I look for instance at the vision of Jeff Bezos and Amazon. This truly is one of the great companies that I've admired for a long time in terms of vision and execution. Sure Amazon has many detractors who claim that the company can't turn over profit. But why should Bezos be focused on near-term profitability if he has the opportunity to dominate retail market share for the next 15 years.
I also love the strategic move of the creation of the AWS business from having excess computer capacity which is surplus to Amazon's own e-commerce needs. Bezos has created a new multi billion dollar business literally from nothing. I'm happy to give him the benefit of the doubt with respect to investment of surplus capital, rather then looking for him to take actions that are designed for near-term profitability given that the window for success is such a long time one.

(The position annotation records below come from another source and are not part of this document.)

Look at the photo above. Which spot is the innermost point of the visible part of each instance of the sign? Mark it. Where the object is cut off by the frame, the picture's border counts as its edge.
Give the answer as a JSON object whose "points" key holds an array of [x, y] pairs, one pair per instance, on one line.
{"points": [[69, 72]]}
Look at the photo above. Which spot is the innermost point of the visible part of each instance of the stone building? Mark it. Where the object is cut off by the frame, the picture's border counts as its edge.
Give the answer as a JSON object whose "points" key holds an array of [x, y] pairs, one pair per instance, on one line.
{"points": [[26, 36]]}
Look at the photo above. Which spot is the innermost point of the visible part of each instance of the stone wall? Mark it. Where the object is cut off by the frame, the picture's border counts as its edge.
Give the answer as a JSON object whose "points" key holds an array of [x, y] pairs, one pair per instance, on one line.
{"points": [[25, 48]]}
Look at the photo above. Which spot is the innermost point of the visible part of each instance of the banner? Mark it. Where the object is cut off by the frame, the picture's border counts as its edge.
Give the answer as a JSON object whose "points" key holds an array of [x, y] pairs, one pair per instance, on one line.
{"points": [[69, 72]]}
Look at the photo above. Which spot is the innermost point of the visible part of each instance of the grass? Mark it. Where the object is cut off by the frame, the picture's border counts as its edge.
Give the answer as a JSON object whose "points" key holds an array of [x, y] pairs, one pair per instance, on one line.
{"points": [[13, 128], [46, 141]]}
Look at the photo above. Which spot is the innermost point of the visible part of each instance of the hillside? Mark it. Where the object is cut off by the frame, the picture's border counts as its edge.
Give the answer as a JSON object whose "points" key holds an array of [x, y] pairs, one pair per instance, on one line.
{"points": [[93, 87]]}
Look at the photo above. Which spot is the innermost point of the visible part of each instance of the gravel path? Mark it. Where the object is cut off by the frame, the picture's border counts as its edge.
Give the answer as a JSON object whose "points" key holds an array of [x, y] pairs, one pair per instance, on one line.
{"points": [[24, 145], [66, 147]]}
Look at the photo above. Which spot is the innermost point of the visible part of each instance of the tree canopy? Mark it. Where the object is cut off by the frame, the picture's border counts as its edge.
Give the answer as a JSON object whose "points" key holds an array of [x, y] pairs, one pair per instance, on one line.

In the case of the Trade Desk, Jeff Green founded the business with a very specific vision for how digital advertising should work, with full transparency to advertisers about where their dollars were spent and what return they earned. He put his weight of his convictions behind the concept, and has grown the business into a $40B giant of the digital advertising industry.
This single minded conviction has allowed him to take decisions to the long term benefit of investors, even though the concept was one that was revolutionary to the advertising industry when first introduced.
Owner operator founders who have significant wealth that continues to be invested in the businesses that they founded make for very good investment choices for the long-term investor. Riding the strategic vision and direction of these visionaries can be a pathway to long-term success. Investors who are looking for growth in particular are well advised to find these types of businesses and stay on for the long haul.